|
|
|
|
|
by didericis
249 days ago
|
|
I’ve been saying this for years now: you can’t avoid communicating what you want a computer to do. The specific requirements have to be made somewhere. Inferring intent from plain english prompts and context is a powerful way for computers to guess what you want from underspecified requirements, but the problem of defining what you want specifically always requires you to convey some irreducible amount of information. Whether it’s code, highly specific plain english, or detailed tests, if you care about correctness they all basically converge to the same thing and the same amount of work. |
|
That's the part I'd push back on. They're not the same amount of work.
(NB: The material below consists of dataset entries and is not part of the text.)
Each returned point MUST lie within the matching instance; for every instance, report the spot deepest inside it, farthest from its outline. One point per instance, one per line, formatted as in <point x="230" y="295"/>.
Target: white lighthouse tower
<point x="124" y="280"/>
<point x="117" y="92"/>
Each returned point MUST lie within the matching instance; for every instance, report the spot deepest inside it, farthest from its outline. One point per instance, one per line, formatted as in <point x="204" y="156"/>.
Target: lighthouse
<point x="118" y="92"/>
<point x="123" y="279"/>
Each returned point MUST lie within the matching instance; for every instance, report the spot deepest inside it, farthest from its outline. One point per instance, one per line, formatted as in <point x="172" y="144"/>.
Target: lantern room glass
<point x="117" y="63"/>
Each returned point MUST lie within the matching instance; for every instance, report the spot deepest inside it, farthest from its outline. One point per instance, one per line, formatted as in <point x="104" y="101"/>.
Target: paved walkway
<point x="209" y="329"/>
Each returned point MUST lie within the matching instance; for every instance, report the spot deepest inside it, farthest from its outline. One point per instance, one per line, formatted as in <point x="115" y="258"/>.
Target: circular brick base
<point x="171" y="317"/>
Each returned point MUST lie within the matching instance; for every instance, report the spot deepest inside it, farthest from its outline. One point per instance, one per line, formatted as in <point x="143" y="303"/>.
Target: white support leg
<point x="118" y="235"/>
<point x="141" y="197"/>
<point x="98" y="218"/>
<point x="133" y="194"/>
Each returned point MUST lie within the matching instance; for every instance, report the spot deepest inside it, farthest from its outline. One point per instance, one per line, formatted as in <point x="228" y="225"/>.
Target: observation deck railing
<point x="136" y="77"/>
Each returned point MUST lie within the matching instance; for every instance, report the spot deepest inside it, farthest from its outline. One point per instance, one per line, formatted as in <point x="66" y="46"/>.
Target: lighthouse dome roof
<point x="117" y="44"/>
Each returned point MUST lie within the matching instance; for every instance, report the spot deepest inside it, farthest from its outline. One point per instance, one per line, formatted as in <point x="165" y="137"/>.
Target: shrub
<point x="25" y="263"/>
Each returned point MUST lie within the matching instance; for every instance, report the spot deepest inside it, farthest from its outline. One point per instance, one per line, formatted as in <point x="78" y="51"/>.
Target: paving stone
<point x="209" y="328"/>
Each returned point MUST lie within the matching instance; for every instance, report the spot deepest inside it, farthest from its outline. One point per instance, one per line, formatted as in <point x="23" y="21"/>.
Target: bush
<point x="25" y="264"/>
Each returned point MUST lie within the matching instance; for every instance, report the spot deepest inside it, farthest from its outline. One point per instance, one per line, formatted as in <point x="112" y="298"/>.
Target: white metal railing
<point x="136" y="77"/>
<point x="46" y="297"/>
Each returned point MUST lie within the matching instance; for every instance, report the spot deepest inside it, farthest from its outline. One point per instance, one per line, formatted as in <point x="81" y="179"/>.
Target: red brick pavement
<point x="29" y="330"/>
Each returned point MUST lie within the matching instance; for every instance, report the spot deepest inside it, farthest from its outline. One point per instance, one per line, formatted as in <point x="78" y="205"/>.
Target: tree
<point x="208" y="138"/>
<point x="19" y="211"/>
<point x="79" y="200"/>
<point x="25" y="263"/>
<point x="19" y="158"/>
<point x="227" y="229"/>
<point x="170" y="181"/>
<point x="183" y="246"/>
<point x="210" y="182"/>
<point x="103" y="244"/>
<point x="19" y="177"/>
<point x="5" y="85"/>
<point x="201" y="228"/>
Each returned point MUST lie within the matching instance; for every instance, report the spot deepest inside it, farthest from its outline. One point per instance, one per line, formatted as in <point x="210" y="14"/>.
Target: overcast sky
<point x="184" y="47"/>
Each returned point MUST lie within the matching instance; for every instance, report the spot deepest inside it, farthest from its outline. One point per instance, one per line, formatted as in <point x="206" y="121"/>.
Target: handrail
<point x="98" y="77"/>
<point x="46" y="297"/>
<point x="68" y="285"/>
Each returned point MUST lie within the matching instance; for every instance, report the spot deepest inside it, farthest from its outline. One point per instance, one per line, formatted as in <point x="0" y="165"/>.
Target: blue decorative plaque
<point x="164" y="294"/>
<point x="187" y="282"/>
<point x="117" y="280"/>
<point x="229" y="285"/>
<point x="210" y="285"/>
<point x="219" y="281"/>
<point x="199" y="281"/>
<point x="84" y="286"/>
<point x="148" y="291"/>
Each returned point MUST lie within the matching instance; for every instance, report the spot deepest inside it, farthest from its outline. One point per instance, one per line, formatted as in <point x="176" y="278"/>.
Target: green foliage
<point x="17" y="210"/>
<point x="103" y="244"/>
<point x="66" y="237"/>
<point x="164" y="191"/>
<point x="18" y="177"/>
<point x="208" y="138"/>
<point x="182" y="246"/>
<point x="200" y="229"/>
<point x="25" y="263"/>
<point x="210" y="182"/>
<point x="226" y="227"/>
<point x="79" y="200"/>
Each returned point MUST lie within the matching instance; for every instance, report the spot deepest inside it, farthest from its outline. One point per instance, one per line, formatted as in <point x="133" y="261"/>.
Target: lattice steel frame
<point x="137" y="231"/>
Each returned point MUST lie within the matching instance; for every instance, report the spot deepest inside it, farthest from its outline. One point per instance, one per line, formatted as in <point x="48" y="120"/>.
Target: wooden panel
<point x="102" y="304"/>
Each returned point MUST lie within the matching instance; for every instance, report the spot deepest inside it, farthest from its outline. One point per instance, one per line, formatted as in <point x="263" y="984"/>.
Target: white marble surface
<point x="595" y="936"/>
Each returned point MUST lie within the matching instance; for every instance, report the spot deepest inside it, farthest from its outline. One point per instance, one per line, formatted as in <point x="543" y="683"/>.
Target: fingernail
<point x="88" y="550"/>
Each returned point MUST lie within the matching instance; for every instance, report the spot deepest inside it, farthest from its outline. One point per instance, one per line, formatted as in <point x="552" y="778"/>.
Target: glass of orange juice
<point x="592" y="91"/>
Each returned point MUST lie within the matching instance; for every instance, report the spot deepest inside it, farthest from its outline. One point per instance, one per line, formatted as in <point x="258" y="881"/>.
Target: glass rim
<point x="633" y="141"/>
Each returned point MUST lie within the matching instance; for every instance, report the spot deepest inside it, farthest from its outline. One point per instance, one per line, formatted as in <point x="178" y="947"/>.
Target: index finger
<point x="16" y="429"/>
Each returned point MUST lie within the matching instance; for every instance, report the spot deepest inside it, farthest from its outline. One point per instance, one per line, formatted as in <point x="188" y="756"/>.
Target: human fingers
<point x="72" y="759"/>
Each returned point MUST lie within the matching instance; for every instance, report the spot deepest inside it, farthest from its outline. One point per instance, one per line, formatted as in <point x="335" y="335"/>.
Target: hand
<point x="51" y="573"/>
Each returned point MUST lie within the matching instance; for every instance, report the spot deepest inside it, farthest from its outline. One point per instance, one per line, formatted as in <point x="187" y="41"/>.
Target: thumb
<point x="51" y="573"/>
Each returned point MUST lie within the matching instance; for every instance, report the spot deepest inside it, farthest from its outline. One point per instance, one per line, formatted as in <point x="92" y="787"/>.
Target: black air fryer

When I'm writing the code myself, it's basically a ton of "plumbing" of loops and ifs and keeping track of counters and making sure I'm not making off-by-one errors and not making punctuation mistakes and all the rest. It actually takes quite a lot of brain energy and time to get that all perfect.
It saves a lot of time to write the function definition in plain English, have the LLM generate a bunch of tests that you verify are the correct definition... and then let the LLM take care of all the loops and indexing and punctuation and plumbing.
I regularly cut what used to be an entire afternoon or day's worth of work down into 30 minutes. I spend 10 minutes writing the design for what will be 500-1,000 lines of code, 5 minutes answering the LLM's questions about it, 5 minutes skimming the code to make sure it all looks vaguely plausible (no obvious red flags), 5 minutes ensuring the unit tests cover everything I can think of (almost always, the LLM has thought of a bunch of edge cases I never would have bothered to test), and another 5 minutes telling it to fix things, like its unit tests make me suddenly realize there's an edge case that should be defined differently.
The idea that it's the "same amount of work" is crazy to me. It's so much more efficient. And in all honesty, the code is more reliable too because it tests things that I usually wouldn't bother with, because writing all the tests is so boring.